Бушуев кошкой метнулся к столу, сгреб в угол лежавшие на нем пистолеты.
— Попрошу подойти ко мне господина подпоручика, — вежливо сказал он, и, когда Савенюк, шатаясь, приблизился, Митька дурашливо вытянулся перед ним: — Велено передать вашему превосходительству приказ командующего. Снимите с этих скотов ремни и скрутите им назад руки. Командующий наказывает тех, кто хлещет самогон в боевой обстановке. Да чтоб без баловства у меня, на куски разнесу!
Всего какую-то минуту длилась вся эта процедура, но оплошал Митька, не заметил, как выскользнул из избы гривастый поп Григорий Духонин, и когда он выводил уже на улицу скрученных офицеров, набежали разбуженные попом каратели. Митьку схватили, хорошо еще — вовремя подоспели на выстрелы партизаны, с трудом отбили своего командира и еле унесли ноги из поселка. Спаслись каким-то чудом... Выручили опять же дерзость да темная ноченька...
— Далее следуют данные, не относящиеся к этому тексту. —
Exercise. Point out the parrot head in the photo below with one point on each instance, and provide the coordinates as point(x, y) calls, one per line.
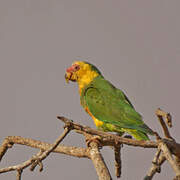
point(81, 72)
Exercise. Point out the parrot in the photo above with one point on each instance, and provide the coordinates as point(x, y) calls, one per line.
point(107, 105)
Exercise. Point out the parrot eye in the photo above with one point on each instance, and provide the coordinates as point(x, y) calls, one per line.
point(77, 67)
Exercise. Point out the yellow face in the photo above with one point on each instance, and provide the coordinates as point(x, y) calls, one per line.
point(81, 73)
point(76, 71)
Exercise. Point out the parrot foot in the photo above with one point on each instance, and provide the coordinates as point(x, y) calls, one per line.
point(95, 139)
point(128, 136)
Во всяких переплетах бывал Митька Бушуев, удалая голова, но бог миловал: не только ранения, даже царапины настоящей нигде не получил. А тут — пошел наломать в печь тростнику, наколол палец, и от него пошла опухоль по всей ладони. На третий день кисть левой руки стала сизой, страшная чернота подбиралась уже к запястью. «Антонов огонь приключился, — с ужасом догадался Митька. — Теперь все, крышка...»
В это самое время и подоспела Анфиска. Бушуев не дал ей и к плечу своему припасть — погнал назад в деревню:
— Волоки бутылку первача, да штоб почище, штоб голимый шпирт был!
Анфиса, разбитная, крутая на ногу бабенка, скоренько смоталась домой и к утру уже снова была в землянке. Митька взял из ее рук самогон, посмотрел на свет: чист, как слеза. Потом откупорил бутылку, — в ноздри ударил кисловатый крепкий запах.
Приказал Анфиске:
— Возьми топор да протри его первачом хорошенько.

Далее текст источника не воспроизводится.